明末,崇祯年间。
天象示警,灾异连连。北地大旱,赤地千里,蝗虫过境,遮天蔽日。紧接着又是诡异的涝灾,浑浊的洪水卷走了最后一点可怜的收成和残存的希望。土地像被吮吸干了乳汁的乳房,皱巴巴地袒露着绝望。饿殍遍野,已不是形容,而是随处可见的实景。枯树上挂着肿胀的尸体,路旁倒卧着蜷缩的骨架,空气中弥漫着一种混合了尘土、腐败和微弱死气的味道。
陈望所在的陈家坳,也到了最后的时刻。
能吃的都吃了,树皮、草根、观音土……肚子胀得像鼓,却依然饿得眼睛发绿。村子里的人越来越少,不是死了,就是踏上了不知前途的逃荒路。
今天,是陈望和母亲、妹妹,以及村里最后几户幸存者决定离开的日子。
破败的村庄,断壁残垣,了无生气。几缕若有若无的炊烟,更像是焚尸的余烬。幸存者聚集在村口的歪脖子老槐树下,约莫十几人,个个面黄肌瘦,衣衫褴褛,眼神里是长期饥饿带来的麻木,以及对未知前路的茫然。
陈望约莫二十出头,原本应该是个精壮的汉子,此刻却眼窝深陷,脸颊削瘦。他小心地搀扶着几乎站不稳的母亲,另一只手紧紧握着妹妹陈丫冰冷的小手。丫丫才十二岁,长期的营养不良让她瘦得像一根风中芦苇,大眼睛在瘦削的脸上显得格外空洞。
邻居张伯算是这群人里还有些精神的。他年纪约五十许,脸上沟壑纵横,但眼神里还残存着一丝过往作为村里长辈的稳重。他清了清干哑的嗓子,声音嘶哑:“走吧,留在这里,就是个死。往南,听说那边年景好些,有条活路。”
没人反对,也没有力气反对。沉默,便是唯一的表决。
队伍蹒跚上路了。陈望走在中间,一手扶着母亲,一手牵着妹妹。母亲絮絮叨叨地念叨着早已死去的父亲的名字,妹妹则紧紧依偎着他,仿佛他是唯一的依靠。旁边是李婶,一个平日里就有些嘴碎的中年妇人,此刻她脸上带着挥之不去的怨怼,仿佛全世界的亏欠都写在了上面。还有其他几户熟悉的乡邻,彼此间偶尔会有气无力地搭把手,搀扶一下踉跄的同伴。这是清醒世界的人间惨剧,虽已濒临绝境,但残存的人性,像风中残烛,尚未完全熄灭。
然而,就在某一刻,陈望的视野猛地一阵眩晕。
天空,毫无征兆地变成了污秽的暗红色,像凝固的血液。太阳消失了,取而代之的是一轮不断蠕动、仿佛在滴着粘稠液体的巨大暗斑。
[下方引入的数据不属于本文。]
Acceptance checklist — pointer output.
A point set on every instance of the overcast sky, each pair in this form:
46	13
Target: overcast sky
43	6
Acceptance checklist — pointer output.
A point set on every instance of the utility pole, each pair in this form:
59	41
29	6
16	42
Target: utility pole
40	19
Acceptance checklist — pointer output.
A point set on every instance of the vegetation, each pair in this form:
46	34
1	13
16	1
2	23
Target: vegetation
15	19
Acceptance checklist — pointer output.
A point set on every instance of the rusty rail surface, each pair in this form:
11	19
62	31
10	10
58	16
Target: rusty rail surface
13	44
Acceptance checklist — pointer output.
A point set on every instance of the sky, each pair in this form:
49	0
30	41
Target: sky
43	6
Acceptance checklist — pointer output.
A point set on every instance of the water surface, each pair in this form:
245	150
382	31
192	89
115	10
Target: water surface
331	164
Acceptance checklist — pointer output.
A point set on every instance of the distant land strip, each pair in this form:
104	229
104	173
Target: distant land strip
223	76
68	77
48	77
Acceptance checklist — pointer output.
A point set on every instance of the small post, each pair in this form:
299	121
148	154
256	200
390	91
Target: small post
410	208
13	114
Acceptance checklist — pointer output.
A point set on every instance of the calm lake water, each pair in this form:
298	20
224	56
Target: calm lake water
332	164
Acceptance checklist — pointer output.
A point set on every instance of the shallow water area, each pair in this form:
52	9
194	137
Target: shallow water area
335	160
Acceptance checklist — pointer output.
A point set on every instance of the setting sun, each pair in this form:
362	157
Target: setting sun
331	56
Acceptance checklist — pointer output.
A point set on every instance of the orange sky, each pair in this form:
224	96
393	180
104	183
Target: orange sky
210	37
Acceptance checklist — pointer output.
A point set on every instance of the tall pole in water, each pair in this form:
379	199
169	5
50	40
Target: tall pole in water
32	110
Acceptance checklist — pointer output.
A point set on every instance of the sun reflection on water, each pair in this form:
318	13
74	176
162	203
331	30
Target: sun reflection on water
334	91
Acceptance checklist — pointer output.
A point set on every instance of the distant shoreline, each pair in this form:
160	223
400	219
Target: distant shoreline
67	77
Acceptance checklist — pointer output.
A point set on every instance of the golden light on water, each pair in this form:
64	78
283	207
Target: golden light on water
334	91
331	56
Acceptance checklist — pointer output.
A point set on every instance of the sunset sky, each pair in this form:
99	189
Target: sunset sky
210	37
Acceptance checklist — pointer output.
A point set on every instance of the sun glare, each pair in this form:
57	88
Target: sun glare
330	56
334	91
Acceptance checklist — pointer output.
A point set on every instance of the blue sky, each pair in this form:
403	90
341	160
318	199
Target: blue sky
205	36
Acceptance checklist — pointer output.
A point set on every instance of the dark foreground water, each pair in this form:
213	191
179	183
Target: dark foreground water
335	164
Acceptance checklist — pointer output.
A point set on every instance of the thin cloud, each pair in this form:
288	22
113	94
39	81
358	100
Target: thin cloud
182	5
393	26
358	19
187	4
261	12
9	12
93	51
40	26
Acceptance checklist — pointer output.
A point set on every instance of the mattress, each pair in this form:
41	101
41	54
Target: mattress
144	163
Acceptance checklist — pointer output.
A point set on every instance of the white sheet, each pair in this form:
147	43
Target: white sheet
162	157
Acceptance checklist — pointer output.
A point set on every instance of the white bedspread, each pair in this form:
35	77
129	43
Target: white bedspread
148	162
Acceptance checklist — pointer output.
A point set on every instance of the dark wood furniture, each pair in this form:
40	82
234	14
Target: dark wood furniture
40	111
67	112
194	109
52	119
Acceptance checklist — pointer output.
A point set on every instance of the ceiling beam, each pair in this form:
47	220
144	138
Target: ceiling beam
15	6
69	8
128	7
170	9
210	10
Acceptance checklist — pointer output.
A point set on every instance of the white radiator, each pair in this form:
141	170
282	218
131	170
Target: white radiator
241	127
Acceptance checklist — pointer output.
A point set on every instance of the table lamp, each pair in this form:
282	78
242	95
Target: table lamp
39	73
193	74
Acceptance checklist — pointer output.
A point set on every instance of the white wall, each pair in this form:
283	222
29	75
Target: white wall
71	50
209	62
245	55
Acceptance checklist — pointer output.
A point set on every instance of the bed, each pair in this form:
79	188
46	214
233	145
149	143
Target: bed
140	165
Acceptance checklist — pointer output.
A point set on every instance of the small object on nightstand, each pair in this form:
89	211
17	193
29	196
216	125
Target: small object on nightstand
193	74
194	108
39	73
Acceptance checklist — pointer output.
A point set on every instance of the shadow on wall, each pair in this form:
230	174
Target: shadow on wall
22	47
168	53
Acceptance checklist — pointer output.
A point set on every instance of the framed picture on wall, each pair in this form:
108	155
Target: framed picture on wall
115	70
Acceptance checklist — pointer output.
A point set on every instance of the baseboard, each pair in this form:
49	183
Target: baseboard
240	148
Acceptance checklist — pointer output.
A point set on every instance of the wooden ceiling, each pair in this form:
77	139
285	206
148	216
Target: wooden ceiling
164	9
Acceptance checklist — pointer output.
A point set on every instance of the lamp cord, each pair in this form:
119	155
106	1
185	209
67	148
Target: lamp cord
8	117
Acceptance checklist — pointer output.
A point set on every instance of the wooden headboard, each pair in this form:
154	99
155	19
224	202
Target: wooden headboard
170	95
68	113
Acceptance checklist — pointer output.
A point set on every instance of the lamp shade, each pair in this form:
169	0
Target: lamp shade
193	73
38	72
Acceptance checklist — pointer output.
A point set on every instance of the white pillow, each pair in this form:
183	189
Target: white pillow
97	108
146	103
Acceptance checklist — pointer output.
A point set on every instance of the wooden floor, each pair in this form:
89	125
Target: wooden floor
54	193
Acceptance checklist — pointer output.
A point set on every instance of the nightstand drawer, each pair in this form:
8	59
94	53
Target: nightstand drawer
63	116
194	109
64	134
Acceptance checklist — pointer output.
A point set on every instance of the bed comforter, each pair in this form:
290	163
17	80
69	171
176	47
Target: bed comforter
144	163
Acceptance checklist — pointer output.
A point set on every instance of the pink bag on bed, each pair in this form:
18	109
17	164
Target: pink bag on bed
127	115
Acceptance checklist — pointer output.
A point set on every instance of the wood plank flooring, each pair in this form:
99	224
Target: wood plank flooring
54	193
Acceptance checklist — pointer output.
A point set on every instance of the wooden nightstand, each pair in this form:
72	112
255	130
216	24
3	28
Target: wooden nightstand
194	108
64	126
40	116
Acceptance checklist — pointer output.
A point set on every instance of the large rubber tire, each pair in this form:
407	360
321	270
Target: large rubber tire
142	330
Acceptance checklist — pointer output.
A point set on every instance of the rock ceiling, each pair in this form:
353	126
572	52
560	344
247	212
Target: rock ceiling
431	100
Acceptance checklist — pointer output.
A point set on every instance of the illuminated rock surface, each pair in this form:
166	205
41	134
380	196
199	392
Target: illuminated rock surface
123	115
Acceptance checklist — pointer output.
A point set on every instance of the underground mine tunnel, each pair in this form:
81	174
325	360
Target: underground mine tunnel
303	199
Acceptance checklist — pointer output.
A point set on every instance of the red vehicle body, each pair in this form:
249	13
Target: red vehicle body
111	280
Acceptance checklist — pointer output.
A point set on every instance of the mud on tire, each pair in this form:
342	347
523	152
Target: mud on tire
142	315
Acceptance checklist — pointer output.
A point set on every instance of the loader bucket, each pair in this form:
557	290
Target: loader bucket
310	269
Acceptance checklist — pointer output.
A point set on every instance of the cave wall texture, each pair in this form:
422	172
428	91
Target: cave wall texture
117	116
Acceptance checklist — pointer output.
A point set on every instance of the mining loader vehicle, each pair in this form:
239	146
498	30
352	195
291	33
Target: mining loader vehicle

周围的空气变得粘滞,带着一股铁锈和腐烂的甜腥气。
世界,变了。
陈望的心沉了下去,他知道,又来了。
他看向走在前面的张伯。在清醒时,那只是一个疲惫的背影。但现在,他看到一只肥胖得令人作呕的巨鼠,皮毛油光发亮,正趴在张伯的背上,尖锐的爪子抠进他的肩胛骨,那张布满细碎利齿的嘴,不断啃食着张伯的耳根,发出“窸窸窣窣”的声响。张伯似乎毫无所觉,但那被啃食的耳根处,并没有血流下,只有一种灰败的色泽在不断蔓延。这是“饕餮鼠”,贪欲的化身。
他的目光转向李婶。李婶的肩上,坐着一个只有拳头大小,但面容扭曲到极致的小鬼。它通体青黑,尖耳朵,长指甲,正不断地用尖锐的嗓音在李婶耳边嘶吼着什么,同时拿着一根漆黑的长针,一下下地扎着李婶的脖颈。每扎一下,李婶脸上的怨毒之色就更深一分。这是“嗔怨鬼”,怨恨的化身。